Nessa guerra de todos contra todos, a única saída que o
homem tinha para defender seus interesses pessoais era fazer um contrato com as
outras pessoas, um acordo que garantisse condições mínimas de segurança. E,
para manter esse acordo, era necessário atribuir o poder a uma pessoa ou
assembléia (ou seja, criar um Estado) que pudesse tomar decisões e impô-las aos
membros de uma comunidade. Com esse raciocínio, Hobbes buscava fundamentar o
poder político não na autoridade religiosa, mas no fato de que atribuir o
governo da sociedade a um Estado absolutista era a única forma racional de organização.
Apesar de oferecer uma nova fundação ao poder hegemônico,
as idéias de Hobbes foram veementemente rejeitadas pelos monarcas ingleses de
sua época (meados do século XVII), pois ela desafiava a teoria do direito
divino dos reis, que ainda era a idéia dominante.

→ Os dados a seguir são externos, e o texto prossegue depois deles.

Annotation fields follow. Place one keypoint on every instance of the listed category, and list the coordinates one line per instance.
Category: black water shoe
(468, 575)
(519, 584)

As outras versões clássicas
do contratualismo, formuladas no século seguinte por Locke e Rousseau,
ofereceram teorias propriamente iluministas,
na medida em que não se tratava de uma refundação
do poder tradicional, mas de uma justificativa da criação de um novo modelo
social.
Porém, a diferença entre esses autores estava no tipo de
governo que propunham e não o modo de justificar a legitimidade de tais formas
de organização, pois a estrutura argumentativa foi a mesma usada por Hobbes.
Todas as vertentes do contratualismo defendem que a constituição do Estado é
uma conseqüência necessária da racionalidade humana e, com isso, todas as
pessoas devem submeter-se à autoridade política estatal - inclusive às normas
jurídicas impostas pelo Estado.
A idéia por trás deste projeto era a seguinte: como todos
os homens são racionais, toda norma que for comprovadamente racional deverá ser
aceita por todos os homens. Com isso, a modernidade transformou a antiga
obrigação frente ao rei em uma obrigação frente a si mesmo, pois o Estado passa
a ser visto como constituído pela própria autoridade dos súditos.
Identificamos, assim, uma mudança no discurso legitimador: da justificação do
direito positivo por meio de sua adequação aos valores tradicionais (incluindo
os teológicos), passou-se a fundamentar o direito e o Estado com base no
racionalismo individualista que caracterizava a modernidade.
Como o homem é considerado livre por natureza,
teoricamente ele poderia escolher qualquer dos caminhos que se abrissem a sua frente.
Contudo, sendo o homem racional, a ele é vedado escolher opções manifestamente
irracionais. Ora, para os contratualistas, seria irracional que os homens
decidissem pela manutenção do estado de natureza e, portanto, a organização da
sociedade civil é considerada um imperativo da razão humana.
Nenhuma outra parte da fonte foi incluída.